Title: Forget You
Author: Jennifer Echols
Publisher: MTV Books
Release Date: July 20, 2010
Summary: WHY CAN’T YOU CHOOSE WHAT YOU FORGET . . . AND WHAT YOU REMEMBER? There’s a lot Zoey would like to forget. Like how her father has knocked up his twenty-four- year old girlfriend. Like Zoey’s fear that the whole town will find out about her mom’s nervous breakdown. Like darkly handsome bad boy Doug taunting her at school. Feeling like her life is about to become a complete mess, Zoey fights back the only way she knows how, using her famous attention to detail to make sure she’s the perfect daughter, the perfect student, and the perfect girlfriend to ultra-popular football player Brandon. But then Zoey is in a car crash, and the next day there’s one thing she can’t remember at all—the entire night before. Did she go parking with Brandon, like she planned? And if so, why does it seem like Brandon is avoiding her? And why is Doug—of all people— suddenly acting as if something significant happened between the two of them? Zoey dimly remembers Doug pulling her from the wreck, but he keeps referring to what happened that night as if it was more, and it terrifies Zoey to admit how much is a blank to her. Controlled, meticulous Zoey is quickly losing her grip on the all-important details of her life—a life that seems strangely empty of Brandon, and strangely full of Doug.

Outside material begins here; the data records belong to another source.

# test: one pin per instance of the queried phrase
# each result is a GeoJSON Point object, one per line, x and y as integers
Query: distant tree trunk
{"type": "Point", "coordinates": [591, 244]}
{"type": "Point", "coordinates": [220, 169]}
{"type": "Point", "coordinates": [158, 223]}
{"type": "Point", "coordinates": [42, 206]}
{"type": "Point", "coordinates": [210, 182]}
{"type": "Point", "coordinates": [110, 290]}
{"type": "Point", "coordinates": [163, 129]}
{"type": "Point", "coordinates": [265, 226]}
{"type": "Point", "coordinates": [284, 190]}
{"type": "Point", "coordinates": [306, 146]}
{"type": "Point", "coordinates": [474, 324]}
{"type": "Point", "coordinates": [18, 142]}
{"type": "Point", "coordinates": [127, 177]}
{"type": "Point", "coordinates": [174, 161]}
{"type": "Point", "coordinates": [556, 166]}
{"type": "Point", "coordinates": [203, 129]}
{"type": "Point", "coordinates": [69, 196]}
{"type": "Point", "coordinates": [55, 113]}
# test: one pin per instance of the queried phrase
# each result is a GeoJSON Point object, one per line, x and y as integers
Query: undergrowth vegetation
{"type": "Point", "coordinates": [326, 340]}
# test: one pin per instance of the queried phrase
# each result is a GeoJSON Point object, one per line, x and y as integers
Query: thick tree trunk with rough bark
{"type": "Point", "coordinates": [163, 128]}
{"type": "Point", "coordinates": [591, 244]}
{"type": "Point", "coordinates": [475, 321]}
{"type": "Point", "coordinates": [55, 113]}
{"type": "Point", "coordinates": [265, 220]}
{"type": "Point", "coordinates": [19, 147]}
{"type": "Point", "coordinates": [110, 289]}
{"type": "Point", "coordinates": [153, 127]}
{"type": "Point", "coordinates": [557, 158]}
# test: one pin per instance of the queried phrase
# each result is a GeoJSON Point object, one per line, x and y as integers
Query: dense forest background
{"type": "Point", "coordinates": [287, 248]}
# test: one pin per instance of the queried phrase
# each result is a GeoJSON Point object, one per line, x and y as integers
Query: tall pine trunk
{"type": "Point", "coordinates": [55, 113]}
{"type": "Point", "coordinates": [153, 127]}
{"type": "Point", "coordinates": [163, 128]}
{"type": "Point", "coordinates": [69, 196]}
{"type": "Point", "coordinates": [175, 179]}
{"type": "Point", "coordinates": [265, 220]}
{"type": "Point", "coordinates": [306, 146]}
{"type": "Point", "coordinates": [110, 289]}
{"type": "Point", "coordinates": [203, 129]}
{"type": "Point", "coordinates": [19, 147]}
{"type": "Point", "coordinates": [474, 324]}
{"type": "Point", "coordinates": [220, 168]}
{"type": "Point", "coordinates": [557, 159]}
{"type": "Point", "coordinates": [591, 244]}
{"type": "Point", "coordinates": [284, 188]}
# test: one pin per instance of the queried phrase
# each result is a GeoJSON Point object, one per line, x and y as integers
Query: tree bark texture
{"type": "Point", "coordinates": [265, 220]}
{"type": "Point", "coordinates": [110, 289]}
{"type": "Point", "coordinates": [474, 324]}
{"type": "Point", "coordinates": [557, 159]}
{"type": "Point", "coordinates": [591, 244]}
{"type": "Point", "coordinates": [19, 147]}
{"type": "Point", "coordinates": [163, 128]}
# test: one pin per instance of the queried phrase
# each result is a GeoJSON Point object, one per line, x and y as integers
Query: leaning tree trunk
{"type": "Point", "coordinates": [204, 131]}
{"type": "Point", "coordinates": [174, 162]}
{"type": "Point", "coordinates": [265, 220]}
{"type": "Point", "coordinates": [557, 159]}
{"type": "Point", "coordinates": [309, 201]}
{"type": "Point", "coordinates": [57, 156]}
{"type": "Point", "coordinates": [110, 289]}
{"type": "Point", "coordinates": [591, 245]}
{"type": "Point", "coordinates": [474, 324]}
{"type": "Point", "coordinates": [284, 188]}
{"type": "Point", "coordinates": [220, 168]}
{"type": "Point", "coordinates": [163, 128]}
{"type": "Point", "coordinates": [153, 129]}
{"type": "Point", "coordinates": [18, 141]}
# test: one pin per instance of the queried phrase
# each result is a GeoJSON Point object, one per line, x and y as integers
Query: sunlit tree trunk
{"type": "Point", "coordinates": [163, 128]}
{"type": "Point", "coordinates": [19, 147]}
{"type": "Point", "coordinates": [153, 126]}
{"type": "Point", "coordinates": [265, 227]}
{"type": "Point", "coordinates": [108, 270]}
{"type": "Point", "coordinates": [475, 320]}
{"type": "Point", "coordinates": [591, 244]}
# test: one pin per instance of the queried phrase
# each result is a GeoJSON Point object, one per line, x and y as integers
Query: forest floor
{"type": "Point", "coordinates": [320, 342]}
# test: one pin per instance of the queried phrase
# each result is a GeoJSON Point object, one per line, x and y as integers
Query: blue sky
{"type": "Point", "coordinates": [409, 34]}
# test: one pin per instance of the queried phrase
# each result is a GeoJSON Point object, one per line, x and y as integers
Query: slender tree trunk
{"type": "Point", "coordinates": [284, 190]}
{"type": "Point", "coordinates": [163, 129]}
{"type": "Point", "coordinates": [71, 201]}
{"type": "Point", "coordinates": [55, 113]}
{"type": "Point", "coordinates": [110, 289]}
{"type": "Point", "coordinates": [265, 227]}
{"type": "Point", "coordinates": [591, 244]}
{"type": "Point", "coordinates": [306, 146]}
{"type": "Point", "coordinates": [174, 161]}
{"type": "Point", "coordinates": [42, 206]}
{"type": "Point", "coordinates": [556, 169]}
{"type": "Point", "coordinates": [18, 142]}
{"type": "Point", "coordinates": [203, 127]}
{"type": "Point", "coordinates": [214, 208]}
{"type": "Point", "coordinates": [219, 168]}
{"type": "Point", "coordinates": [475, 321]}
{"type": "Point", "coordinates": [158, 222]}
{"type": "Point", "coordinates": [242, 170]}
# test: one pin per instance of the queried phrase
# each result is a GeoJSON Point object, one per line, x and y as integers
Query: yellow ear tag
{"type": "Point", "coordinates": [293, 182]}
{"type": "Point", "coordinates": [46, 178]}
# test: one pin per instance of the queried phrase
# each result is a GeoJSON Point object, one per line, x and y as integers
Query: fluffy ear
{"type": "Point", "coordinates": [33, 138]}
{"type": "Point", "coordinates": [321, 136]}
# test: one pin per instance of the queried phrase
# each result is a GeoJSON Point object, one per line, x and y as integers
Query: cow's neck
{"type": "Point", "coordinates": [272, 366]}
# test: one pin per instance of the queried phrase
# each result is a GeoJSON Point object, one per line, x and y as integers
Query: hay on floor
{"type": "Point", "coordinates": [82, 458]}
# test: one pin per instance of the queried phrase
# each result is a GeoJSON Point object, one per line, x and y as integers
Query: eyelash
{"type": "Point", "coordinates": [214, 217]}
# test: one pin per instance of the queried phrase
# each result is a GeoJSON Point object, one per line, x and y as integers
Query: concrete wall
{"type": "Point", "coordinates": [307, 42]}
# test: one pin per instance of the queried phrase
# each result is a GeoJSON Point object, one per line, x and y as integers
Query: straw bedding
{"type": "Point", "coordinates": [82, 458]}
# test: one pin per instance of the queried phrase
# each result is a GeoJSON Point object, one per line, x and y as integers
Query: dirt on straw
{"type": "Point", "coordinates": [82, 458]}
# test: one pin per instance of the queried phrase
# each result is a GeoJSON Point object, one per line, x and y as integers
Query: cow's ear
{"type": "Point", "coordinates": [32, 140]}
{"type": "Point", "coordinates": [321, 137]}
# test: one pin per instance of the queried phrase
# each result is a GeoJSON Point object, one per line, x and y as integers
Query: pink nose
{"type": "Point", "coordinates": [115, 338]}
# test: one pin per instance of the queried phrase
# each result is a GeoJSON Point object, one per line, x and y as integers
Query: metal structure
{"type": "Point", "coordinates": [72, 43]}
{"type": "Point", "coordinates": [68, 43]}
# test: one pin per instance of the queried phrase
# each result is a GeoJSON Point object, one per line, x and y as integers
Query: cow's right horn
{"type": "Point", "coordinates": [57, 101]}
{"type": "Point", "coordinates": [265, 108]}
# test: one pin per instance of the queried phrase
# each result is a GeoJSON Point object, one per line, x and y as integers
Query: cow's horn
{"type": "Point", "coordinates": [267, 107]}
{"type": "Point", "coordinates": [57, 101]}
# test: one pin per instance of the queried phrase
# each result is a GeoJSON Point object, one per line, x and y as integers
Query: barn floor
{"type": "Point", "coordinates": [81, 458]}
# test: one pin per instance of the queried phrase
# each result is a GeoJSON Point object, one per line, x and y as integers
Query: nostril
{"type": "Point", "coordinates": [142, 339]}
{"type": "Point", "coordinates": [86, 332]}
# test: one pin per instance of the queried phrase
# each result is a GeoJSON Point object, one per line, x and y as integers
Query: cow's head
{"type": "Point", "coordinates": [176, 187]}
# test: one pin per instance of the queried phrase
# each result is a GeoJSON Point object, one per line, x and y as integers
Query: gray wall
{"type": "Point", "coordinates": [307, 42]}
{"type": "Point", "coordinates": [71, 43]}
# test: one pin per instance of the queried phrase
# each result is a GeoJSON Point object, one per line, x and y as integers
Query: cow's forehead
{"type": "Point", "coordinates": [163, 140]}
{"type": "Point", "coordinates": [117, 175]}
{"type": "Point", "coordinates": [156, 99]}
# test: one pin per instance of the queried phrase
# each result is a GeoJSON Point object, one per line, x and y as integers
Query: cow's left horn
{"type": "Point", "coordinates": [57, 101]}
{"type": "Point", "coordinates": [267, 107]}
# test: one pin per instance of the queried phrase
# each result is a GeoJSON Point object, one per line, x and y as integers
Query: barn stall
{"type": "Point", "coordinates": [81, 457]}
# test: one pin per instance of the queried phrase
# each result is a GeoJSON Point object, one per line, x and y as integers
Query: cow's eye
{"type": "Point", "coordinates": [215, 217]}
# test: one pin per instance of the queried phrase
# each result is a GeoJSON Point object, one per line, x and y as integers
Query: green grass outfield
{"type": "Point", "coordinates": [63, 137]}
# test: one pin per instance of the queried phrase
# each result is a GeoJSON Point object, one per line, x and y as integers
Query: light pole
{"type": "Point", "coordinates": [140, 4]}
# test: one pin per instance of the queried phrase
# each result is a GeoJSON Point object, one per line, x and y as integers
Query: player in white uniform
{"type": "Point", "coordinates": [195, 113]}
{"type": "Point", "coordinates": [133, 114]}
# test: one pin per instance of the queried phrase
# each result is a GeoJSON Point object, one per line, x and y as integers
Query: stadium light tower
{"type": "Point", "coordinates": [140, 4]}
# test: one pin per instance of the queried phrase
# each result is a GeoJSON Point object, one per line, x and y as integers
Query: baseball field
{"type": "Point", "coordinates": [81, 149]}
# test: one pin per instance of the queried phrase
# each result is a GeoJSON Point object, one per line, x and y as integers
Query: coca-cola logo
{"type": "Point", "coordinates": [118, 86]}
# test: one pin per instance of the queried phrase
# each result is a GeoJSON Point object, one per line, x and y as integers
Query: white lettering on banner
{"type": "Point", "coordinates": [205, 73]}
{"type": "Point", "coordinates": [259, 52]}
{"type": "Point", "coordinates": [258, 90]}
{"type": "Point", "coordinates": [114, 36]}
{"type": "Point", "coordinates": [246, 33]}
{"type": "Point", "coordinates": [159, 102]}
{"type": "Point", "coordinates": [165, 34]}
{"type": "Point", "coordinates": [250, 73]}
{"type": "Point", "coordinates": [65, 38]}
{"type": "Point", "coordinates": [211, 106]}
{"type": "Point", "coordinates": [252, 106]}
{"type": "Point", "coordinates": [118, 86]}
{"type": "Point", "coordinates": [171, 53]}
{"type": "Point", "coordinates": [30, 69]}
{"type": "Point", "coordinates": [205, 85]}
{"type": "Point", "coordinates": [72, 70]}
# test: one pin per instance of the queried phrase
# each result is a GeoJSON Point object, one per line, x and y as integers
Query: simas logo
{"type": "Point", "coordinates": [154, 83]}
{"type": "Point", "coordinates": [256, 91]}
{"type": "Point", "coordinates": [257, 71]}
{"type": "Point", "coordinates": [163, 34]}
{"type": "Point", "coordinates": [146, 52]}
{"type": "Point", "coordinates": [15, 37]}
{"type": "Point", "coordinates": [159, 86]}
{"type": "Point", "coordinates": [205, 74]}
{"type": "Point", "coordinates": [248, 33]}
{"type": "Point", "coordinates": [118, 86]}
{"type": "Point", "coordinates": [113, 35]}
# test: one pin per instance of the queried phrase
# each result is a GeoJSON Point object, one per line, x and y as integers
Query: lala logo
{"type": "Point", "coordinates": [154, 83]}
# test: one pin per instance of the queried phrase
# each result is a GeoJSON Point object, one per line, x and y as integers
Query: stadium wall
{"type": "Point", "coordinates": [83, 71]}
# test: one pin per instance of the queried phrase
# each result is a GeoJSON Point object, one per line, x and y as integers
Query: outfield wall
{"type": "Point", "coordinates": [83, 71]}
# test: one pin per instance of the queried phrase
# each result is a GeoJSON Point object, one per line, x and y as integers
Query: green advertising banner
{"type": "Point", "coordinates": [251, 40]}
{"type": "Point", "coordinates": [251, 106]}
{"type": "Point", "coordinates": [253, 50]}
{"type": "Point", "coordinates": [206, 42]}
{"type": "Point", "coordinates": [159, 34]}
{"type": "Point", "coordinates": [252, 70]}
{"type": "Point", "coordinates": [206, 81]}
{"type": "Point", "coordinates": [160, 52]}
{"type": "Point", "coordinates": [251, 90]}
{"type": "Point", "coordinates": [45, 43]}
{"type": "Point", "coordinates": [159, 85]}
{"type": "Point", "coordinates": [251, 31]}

Review: Jennifer Echols once again captures the angst of youth. As if life isn’t complicated enough with parents divorces, high school gossip, and the general perils of growing up, Echols examines all aspects of Zoey’s life.
Zoey is a typical teenager, except her father is rich and embarrassed by his ex-wife’s suicide attempt. He orders Zoey not to say anything, and the road that follows leads Zoey on a tail spin in her own life. Echols even examines losing your virginity and the feelings that follow for a young girl. Echols writing allows the reader to understand their own emotions and she gives credit that teenagers can talk freely.
There is some serious chemistry between Zoey and Doug, though Zoey struggles to make the relationship with Brandon work. Zoey is like most of us, wanting the relationship with her first to work out. It is only over time and fighting within her self that Zoey can see that Brandon wasn’t the relationship that she built up in her own mind, because she couldn’t remember what happened.
Echols writing is moving. It seems to be simple, yet every word is a complex journey. Zoey’s road to the acceptance of her imperfect life… Doug and Zoey getting together… Echols writing is amazing. I sat down and devoured this book in one sitting. I can pretty much guarantee you will too.